An American woman who endured five years of captivity in Afghanistan says she and her Canadian husband resisted their captors and did the best they could to raise young children in brutal conditions, using bottle caps and cardboard as toys and teaching their eldest son geography and astronomy.
“Obviously it saddened me to see how they were growing up, what they were growing up knowing. But I had to do everything I could do help them,” Caitlan Coleman Boyle told ABC News in an interview broadcast Monday.
Pakistani troops rescued Coleman Boyle, her husband, Joshua Boyle of Perth-Andover, N.B., and their three children on Oct. 11, five years after the couple was abducted in Afghanistan during a backpacking trip.
The children were born while the family was being held by the Taliban-linked Haqqani network. Boyle said in a CBC News interview last month when the youngsters were aged four, two and about six months.
Coleman Boyle, who is from Stewartstown, Pa., said their captors beat their eldest son, Najaeshi, with a stick, and he knew the family was in mortal danger.
‘Of course this was an intolerable situation for a child to be in, the constant fear, so we had to come up with really unique ideas on how to help him not be afraid. Because obviously with people like this, the idea of a beheading is always on the table.’
– Coleman Boyle on raising their oldest son in captivity
“Of course this was an intolerable situation for a child to be in, the constant fear, so we had to come up with really unique ideas on how to help him not be afraid. Because obviously with people like this, the idea of a beheading is always on the table. So he certainly knew that this type of thing could happen to his family, but then we would come up with games to make it not seem so scary,” she said.
Joshua Boyle told ABC how he and his wife physically fought with the guards, and she suffered a broken cheekbone and three broken fingers.
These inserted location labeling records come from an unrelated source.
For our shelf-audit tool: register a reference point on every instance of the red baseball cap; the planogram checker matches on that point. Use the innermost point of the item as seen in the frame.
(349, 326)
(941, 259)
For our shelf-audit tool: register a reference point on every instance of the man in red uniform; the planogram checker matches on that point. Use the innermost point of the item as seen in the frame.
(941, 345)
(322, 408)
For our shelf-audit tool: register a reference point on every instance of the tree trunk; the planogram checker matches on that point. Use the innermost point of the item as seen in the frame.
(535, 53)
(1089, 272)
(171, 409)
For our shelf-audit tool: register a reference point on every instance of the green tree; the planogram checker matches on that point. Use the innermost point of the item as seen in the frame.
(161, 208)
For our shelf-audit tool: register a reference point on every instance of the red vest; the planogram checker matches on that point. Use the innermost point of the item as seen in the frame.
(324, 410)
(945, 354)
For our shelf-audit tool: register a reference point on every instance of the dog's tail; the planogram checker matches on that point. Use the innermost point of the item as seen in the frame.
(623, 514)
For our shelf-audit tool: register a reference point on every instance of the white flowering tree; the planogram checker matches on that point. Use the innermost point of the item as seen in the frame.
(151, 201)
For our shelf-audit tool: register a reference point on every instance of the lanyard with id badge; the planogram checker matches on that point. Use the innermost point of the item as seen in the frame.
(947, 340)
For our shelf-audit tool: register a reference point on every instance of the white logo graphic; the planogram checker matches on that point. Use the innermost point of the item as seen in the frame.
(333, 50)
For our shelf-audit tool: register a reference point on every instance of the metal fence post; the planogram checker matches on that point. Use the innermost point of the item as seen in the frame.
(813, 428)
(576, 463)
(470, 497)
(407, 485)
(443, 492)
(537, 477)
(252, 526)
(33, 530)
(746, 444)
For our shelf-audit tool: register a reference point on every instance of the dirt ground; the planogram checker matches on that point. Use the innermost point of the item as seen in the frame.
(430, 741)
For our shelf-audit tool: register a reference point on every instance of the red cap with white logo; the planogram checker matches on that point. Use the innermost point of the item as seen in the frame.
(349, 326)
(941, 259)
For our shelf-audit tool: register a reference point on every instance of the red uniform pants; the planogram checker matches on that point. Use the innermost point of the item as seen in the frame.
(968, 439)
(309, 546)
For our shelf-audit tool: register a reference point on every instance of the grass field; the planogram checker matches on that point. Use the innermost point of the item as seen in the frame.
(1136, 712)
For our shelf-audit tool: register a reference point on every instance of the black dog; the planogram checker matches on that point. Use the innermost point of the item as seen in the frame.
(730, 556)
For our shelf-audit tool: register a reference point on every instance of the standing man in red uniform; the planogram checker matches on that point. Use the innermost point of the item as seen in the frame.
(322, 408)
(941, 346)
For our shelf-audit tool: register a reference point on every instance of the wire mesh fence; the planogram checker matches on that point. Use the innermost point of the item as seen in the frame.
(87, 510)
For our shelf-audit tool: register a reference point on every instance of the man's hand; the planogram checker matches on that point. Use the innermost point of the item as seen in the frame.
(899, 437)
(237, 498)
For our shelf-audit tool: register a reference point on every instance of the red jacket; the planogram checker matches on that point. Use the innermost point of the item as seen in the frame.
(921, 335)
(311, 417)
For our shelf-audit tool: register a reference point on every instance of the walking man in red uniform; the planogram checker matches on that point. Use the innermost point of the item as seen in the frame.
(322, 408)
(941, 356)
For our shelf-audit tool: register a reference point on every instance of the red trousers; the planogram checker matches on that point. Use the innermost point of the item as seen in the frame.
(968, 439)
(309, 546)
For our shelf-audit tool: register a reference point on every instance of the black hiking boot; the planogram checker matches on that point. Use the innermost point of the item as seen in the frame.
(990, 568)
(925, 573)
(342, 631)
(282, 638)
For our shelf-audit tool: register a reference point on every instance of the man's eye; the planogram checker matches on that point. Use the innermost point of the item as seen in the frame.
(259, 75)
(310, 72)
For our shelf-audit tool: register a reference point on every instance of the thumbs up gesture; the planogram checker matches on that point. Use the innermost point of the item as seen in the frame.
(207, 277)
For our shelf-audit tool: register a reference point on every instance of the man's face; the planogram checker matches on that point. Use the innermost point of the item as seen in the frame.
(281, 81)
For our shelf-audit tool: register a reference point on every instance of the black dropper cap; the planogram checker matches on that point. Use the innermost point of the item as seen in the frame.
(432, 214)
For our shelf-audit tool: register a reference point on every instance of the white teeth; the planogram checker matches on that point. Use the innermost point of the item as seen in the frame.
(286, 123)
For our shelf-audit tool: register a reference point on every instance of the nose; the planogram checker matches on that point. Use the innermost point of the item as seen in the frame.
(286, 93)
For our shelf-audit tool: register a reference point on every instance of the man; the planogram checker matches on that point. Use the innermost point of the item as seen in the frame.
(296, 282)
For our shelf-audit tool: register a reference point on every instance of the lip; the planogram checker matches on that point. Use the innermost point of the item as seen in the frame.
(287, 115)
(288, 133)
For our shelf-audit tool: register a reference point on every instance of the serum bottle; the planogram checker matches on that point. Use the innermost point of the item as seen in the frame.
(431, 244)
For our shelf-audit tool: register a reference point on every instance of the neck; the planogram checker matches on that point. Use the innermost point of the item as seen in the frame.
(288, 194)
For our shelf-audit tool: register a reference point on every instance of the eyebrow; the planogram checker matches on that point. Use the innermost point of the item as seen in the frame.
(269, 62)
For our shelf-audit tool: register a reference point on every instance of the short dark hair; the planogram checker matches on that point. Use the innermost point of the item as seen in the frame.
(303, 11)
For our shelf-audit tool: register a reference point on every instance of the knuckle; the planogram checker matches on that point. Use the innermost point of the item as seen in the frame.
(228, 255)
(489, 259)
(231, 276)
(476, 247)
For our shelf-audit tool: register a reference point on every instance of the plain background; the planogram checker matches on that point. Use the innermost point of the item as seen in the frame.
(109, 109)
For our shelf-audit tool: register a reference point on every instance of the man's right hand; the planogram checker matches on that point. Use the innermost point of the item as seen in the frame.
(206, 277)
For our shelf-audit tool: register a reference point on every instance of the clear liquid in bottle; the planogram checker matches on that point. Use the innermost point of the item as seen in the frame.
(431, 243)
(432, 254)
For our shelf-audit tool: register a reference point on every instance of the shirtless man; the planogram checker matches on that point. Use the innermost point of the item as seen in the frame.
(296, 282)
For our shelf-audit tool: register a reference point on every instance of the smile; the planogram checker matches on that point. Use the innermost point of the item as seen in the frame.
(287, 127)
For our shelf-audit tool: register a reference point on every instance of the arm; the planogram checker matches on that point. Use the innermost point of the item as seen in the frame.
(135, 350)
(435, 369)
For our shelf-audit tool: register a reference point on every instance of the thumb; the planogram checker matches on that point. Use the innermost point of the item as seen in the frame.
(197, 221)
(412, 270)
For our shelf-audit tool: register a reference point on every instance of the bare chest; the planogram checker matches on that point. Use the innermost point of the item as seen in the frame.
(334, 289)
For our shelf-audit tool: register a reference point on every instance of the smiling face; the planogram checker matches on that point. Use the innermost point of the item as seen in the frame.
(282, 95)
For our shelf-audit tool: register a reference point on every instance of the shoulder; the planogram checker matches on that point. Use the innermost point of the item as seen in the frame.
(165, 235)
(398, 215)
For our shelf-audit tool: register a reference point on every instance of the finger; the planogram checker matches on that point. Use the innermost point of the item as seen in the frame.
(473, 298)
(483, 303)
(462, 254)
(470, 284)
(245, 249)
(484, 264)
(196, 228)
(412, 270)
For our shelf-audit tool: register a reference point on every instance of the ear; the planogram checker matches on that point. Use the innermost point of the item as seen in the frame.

“She was very proud of that injury,” he said.
Husband defiant to captors
He said their captors repeatedly tried to get him to join forces with them, noting that he had expressed disagreement with U.S. foreign policy. He said he repeatedly told them no.
“I would call them religious hypocrites to their face and would tell them that they would burn in hellfire for what they’ve done and that I would rather be killed than join their group,” he said. “And that did not make me friends.”